Fished by Round reef today. Got our 5 man limit on orange and butterscotch jigs. Some tipped with shiners some not. Other boat in our group got an 8 man limit in the same area with jigs with shiners and blade baits. Nice day out on the lake.


----------



## Walleyeguy46 (Jul 10, 2015)

Hustled up after track meet in mogodore. Had boat issues. Putted out east of kcan. 20 eyes. 12 keepers. 5 pm to 8pm. John Deere green home made jigs. Purple and black did not produce for us. Tipped.


----------



## mlkostur (Apr 27, 2015)

Matt63 said:


> If jigs weren't the ticket what was blades? Or u gonna keep us guessing.

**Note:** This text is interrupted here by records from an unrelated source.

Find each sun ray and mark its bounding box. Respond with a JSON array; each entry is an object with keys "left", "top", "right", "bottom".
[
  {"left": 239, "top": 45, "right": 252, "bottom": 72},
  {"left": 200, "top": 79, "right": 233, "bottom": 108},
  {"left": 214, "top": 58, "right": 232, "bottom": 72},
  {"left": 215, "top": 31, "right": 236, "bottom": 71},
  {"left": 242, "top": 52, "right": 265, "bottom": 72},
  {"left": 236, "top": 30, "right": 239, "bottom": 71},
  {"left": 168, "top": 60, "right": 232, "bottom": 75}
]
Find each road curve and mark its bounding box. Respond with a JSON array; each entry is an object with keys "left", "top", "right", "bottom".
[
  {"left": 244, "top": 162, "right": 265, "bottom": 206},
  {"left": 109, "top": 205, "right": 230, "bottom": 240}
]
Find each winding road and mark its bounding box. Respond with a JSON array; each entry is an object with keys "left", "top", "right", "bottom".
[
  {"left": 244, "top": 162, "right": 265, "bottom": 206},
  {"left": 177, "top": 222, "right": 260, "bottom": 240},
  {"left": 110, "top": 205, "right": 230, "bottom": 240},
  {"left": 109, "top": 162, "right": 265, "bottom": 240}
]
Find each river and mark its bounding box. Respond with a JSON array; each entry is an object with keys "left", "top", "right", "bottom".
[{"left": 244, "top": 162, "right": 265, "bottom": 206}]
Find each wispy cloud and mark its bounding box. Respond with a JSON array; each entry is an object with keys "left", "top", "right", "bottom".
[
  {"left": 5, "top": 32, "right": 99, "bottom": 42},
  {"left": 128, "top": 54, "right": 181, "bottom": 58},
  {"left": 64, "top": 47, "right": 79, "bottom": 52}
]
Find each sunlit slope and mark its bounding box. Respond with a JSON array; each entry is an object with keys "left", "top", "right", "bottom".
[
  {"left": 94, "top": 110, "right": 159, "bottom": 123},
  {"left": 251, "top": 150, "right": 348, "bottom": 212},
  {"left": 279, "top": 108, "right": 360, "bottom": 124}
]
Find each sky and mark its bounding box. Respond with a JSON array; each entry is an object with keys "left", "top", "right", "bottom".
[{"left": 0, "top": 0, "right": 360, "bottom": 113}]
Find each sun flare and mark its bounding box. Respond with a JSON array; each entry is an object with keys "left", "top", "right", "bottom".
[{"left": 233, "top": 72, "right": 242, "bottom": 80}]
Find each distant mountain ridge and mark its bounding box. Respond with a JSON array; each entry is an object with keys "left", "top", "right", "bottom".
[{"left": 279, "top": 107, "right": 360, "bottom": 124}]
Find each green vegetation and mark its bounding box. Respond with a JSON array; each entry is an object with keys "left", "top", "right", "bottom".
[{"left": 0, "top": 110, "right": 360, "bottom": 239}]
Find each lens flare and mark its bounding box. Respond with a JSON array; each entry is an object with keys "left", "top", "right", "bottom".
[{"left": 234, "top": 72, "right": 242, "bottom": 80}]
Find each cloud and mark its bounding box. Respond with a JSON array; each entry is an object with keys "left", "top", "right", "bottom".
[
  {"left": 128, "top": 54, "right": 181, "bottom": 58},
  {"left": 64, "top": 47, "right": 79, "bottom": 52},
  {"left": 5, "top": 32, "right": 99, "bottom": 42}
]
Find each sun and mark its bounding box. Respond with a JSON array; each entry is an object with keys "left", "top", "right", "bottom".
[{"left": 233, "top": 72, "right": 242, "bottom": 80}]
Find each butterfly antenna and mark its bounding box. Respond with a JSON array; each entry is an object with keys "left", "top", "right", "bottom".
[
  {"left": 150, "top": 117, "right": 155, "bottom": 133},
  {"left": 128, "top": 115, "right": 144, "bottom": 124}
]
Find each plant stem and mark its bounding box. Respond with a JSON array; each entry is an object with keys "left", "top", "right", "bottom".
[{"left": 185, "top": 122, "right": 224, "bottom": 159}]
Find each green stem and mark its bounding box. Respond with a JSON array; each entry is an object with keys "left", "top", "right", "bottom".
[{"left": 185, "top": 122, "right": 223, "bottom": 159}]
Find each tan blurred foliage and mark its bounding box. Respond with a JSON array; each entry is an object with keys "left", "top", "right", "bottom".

My guess is he meant that he was not "jigging" it up and down. More slow movement through the water or even deadsticking it...but probably using jigs. We got some fish when I set a pole down to help my son. Went back and a fished hooked themselves... I didn't even use minnows.


----------



## jray (Jan 20, 2006)

Finally got the weather window to get out in my aluminum bass boat yesterday. Took a good buddy who I fish with all the time but he has never casted in erie and only fished it a couple times. He’s a quick learner. Lost count but I would estimate we caught 25-30 fish. Couple shorts mostly 16 inchers. Couple things we did different were no drift sock and we casted all day. I would rather shove a pin in my eye than vertical jig for 6 hours lol. 90% of our fish came on 2 different 1/4 mile stretches. One was east of tc the other was west. Never fished a reef complex. We were doing .6 or so which was a lot faster than most boats we saw. All I can say is you’ve got to adjust. We left our first spot and caught more on our second than the first.


----------



## Beepum19 (Apr 9, 2016)

Fished south of the big pack on locust and got a two man. Very slow pick up and drop. Purple with minnow. Not gangbusters but considering the boat traffic and east wind.


----------



## dgfidler (Sep 22, 2014)

We fished crib Saturday and had a tough time. We got 4 keepers there between 8am and noon. I didn’t really observe too many fish around us being caught. We then we tried trolling for a couple hours NW of North Bass. Really good marks but not a single pullback. I decided the crowds might be what was causing the slow fishing for us. Since it was so smooth and you could run at high speed, I decided to try jigging on Gull Island Shoal. We picked up two nice sized fish there and had the entire reef to ourselves. We caught one fish per drift on Gull. We ended up with a 1/2 limit. If your not on a good spot it can be tough. We never found that great spot.


----------